1 Introduction

How many cities with more than 100,000 people lie within 200 kilometres of Paris, France? How many people in Swedish towns with less than 50,000 people earn less than 50% of the average income of people in Sweden? How much more CO2 will be emitted if I travel by plane from Gothenburg, Sweden, to Düsseldorf, Germany, compared to if I take the train? How can I see if a text contains plagiarism, i.e., if it copied some parts from another existing text? To answer questions like these, it is not enough to have the necessary information. We must organise that information in a way that allows us to find the answers in time to satisfy our needs.
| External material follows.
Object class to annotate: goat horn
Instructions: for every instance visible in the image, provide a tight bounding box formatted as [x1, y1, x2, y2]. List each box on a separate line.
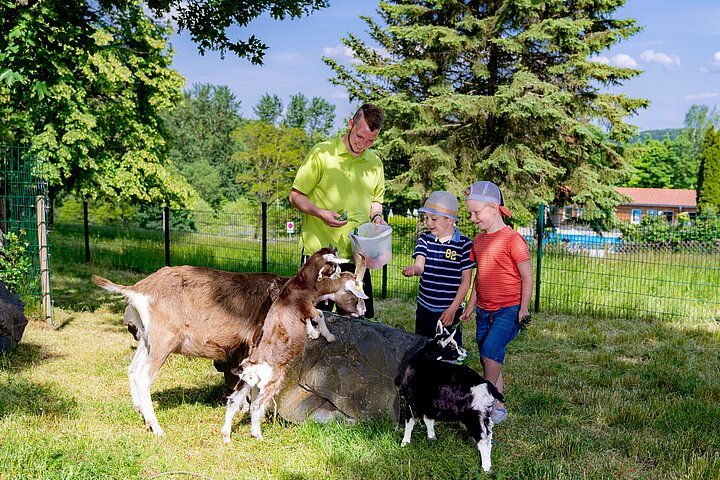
[345, 280, 368, 300]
Representing information is fundamental to computer science. The primary purpose of most computer programs is not to perform calculations, but to store and retrieve information – usually as fast as possible. For this reason, the study of data structures and the algorithms that manipulate them is at the heart of computer science. And that is what this book is about – helping you to understand how to structure information to support efficient processing.

Any course on data structures and algorithms will try to teach you about three things:

  1. It will present a collection of commonly used data structures and algorithms. These form a programmer’s basic “toolkit”. For many problems, some data structure or algorithm in the toolkit will provide a good solution. We focus on data structures and algorithms that have proven over time to be most useful.
  2. It will introduce the idea of tradeoffs, and reinforce the concept that there are costs and benefits associated with every data structure or algorithm. This is done by describing, for each data structure, the amount of space and time required for typical operations. For each algorithm, we examine the time required for key input types.
  3. It will teach you how to measure the effectiveness of a data structure or algorithm. Only through such measurement can you determine which data structure in your toolkit is most appropriate for a new problem. The techniques presented also allow you to judge the merits of new data structures that you or others might invent.

There are often many approaches to solving a problem. How do we choose between them? At the heart of computer program design are two (sometimes conflicting) goals:

  1. To design an algorithm that is easy to understand, code, and debug.
  2. To design an algorithm that makes efficient use of the computer’s resources.

Ideally, the resulting program is true to both of these goals. We might say that such a program is “elegant.” While the algorithms and program code examples presented here attempt to be elegant in this sense, it is not the purpose of this book to explicitly treat issues related to goal (1). These are primarily concerns for the discipline of Software Engineering. Rather, we mostly focus on issues relating to goal (2).

How do we measure efficiency? Our method for evaluating the efficiency of an algorithm or computer program is called asymptotic analysis. Asymptotic analysis also gives a way to define the inherent difficulty of a problem. Throughout the book we use asymptotic analysis techniques to estimate the time cost for every algorithm presented. This allows you to see how each algorithm compares to other algorithms for solving the same problem in terms of its efficiency.